Menon, S. (2023). Class, Caste, Gender, and the Materiality of Cement Houses in India. Antipode, 55 (2) 10.1111/anti.12898
Recently, large parts of India and the global South have experienced a rapid transformation from mud to cement houses, which has been promoted by governments and cement companies for its positive impacts on household socioeconomic status and gender inequalities. But we know little else about how different communities are participating in house transformation. In this paper, I study the embodied and affective dimensions of house transformation in Himachal Pradesh, India. I argue that house transformation is also the transformation of traditional gender and caste identities into new middle-class identities which benefits some social groups, like upper-caste women and Dalit men, but not others like Dalit women along intersectional lines. My work extends literature in infrastructure studies and urban political ecology by highlighting how the materiality of infrastructures interacts with everyday dimensions of difference to reproduce the marginalisation of historically oppressed groups along intersectional lines of class, caste, and gender.

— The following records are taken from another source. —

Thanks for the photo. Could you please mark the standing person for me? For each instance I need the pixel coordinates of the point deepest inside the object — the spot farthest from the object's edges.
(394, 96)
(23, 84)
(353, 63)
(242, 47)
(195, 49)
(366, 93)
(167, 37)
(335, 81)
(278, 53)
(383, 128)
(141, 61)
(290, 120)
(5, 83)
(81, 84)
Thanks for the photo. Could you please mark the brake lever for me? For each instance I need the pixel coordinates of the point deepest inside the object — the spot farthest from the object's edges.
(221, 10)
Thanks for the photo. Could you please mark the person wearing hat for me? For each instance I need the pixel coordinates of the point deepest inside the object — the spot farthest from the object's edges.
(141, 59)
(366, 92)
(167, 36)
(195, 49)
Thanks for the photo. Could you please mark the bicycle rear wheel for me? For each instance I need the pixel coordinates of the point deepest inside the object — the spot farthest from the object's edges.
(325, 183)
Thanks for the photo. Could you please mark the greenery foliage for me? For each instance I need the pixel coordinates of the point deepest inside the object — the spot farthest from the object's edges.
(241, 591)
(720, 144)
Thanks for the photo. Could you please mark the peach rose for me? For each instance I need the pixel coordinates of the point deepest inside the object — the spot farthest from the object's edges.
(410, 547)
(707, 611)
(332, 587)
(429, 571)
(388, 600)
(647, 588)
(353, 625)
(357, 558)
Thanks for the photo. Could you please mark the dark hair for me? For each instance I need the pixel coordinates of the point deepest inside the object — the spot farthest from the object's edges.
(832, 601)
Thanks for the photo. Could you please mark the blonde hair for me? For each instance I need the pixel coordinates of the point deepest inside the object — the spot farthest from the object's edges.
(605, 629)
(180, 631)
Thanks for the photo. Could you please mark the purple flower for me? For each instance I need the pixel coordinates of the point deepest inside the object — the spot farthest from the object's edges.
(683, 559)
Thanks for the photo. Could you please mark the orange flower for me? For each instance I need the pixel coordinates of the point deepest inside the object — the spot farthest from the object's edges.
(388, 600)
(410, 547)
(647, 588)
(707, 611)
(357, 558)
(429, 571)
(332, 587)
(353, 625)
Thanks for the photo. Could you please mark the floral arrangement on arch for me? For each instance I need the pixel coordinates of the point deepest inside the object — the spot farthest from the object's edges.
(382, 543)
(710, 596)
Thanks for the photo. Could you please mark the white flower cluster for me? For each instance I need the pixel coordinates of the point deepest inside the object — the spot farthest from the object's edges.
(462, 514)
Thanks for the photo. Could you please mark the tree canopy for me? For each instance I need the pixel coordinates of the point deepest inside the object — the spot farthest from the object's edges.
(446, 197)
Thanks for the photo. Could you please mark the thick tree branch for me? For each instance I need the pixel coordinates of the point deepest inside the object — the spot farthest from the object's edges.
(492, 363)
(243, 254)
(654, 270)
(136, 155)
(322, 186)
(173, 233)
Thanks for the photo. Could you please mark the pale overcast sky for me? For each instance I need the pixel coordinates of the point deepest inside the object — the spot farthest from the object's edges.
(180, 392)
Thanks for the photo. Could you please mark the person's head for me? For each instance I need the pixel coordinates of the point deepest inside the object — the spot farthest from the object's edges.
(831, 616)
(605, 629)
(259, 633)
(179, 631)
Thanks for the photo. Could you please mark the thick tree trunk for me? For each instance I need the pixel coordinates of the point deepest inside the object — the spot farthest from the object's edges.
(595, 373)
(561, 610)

I am grateful to the late environmental designer Didi Contractor and the people of Kandbari village in Himachal Pradesh, India for allowing me to work with them and learn from them. I am very grateful to Mara Goldman, Tim Oakes, Yaffa Truelove, Shawhin Roudbari, Jen Fluri, Anu Sabhlok, Nida Rehman, Aparna Parikh, Malini Ranganathan, Anne Rademacher, Himanshu Burte, Matt Turner, and Stephen Young for comments on earlier versions of this paper. I would also like to thank Marion Werner, Andy Kent, and three anonymous reviewers for their work in getting this paper published. The fieldwork for this paper was funded by the Adam Kolff Memorial Research Award in the Geography Department at the University of Colorado at Boulder, USA. Any errors or omissions are my own.